North Mini Code
Cohere's first developer-focused model - 30B sparse MoE with 3B active parameters, free Apache 2.0 license, 256K context window, and 33.4 on the AA Coding Index.

North Mini Code is Cohere's first model built for developers rather than enterprise API customers. Released June 9, 2026, it's a 30-billion-parameter sparse mixture-of-experts architecture with just 3B parameters active per token - designed specifically for agentic software engineering tasks. It fits on a single H100 at FP8 precision and ships under an Apache 2.0 license with free API access.
TL;DR
- Coding-specialist MoE that beats 120B+ dense models on the AA Coding Index (33.4) while activating only 3B parameters per inference step
- 256K context, 64K max output, free via Cohere API and OpenRouter, Apache 2.0 weights on HuggingFace
- Trades evenly with Devstral Small 2 on SWE-Bench (67.6% vs ~68% pass@1) at 2.8x higher throughput
The model is the first entry in Cohere's new "North" family - a line aimed at developers who need to self-host or run coding agents on their own infrastructure. That's a different audience than Cohere Command A+, which targets enterprise API customers with retrieval and citation workflows. North Mini Code is built for terminal agents, code reviews, and multi-step software engineering workflows.
The efficiency story is the main talking point. At 3B active parameters, it matches or beats models activating 10-20x as many parameters on coding benchmarks. That ratio matters if you're running many agent instances in parallel or optimizing for cost per completed task.
Key Specifications
| Specification | Details |
|---|---|
| Provider | Cohere |
| Model Family | North |
| Total Parameters | 30B |
| Active Parameters | 3B (per inference step) |
| Expert Count | 128 experts, 8 activated per token |
| Context Window | 256K tokens |
| Max Output | 64K tokens |
| Input Price | Free |
| Output Price | Free |
| Release Date | June 9, 2026 |
| License | Apache 2.0 |
| Quantizations | BF16, FP8, W4A16 |
| Min Hardware | 1x H100 80GB (FP8) or 2x A100 40GB (BF16) |
The architecture is a decoder-only Transformer with a sigmoid-routed MoE feed-forward. Attention layers use an interleaved 3:1 ratio of sliding-window local attention (with RoPE) to full global attention - a design that keeps long-context costs reasonable without sacrificing quality on longer sequences.

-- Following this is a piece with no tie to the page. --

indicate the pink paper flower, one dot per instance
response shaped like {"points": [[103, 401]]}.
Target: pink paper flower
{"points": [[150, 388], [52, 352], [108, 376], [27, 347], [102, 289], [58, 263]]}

The model targets terminal-based agentic tasks and multi-file software engineering workflows.
Source: unsplash.com
Benchmark Performance
Cohere tested North Mini Code against open-weight models of similar and larger size. The clearest performance story is on the Artificial Analysis Coding Index, where the model reaches 33.4 - above Qwen3.5 35B-A3B, Gemma 4 26B-A4B, Devstral Small 2 (24B dense), and larger models like Nemotron 3 Super (120B-A12B). Qwen 3.6 35B-A3B edges it at 35.2.
| Benchmark | North Mini Code | Devstral Small 2 (24B) | Devstral 2 (123B) | Qwen 3.6 35B-A3B |
|---|---|---|---|---|
| AA Coding Index | 33.4 | - | - | 35.2 |
| SWE-Bench Verified (pass@1) | 67.6% | ~68% | 72.2% | - |
| SWE-Bench Verified (pass@10) | 80.2% | - | - | - |
| Mini-SWE-Agent (pass@1) | 61.0% | - | - | - |
| AA Intelligence Index | 21 | - | - | - |
| Output Speed (Cohere API) | ~210 t/s | ~75 t/s | - | - |
SWE-Bench Verified is where the real comparison sits. At 67.6% pass@1, North Mini Code is functionally level with Devstral Small 2 (~68%), but it hits that while running 2.8x faster in throughput on the Cohere API. That gap compounds if you're running dozens of parallel agent instances.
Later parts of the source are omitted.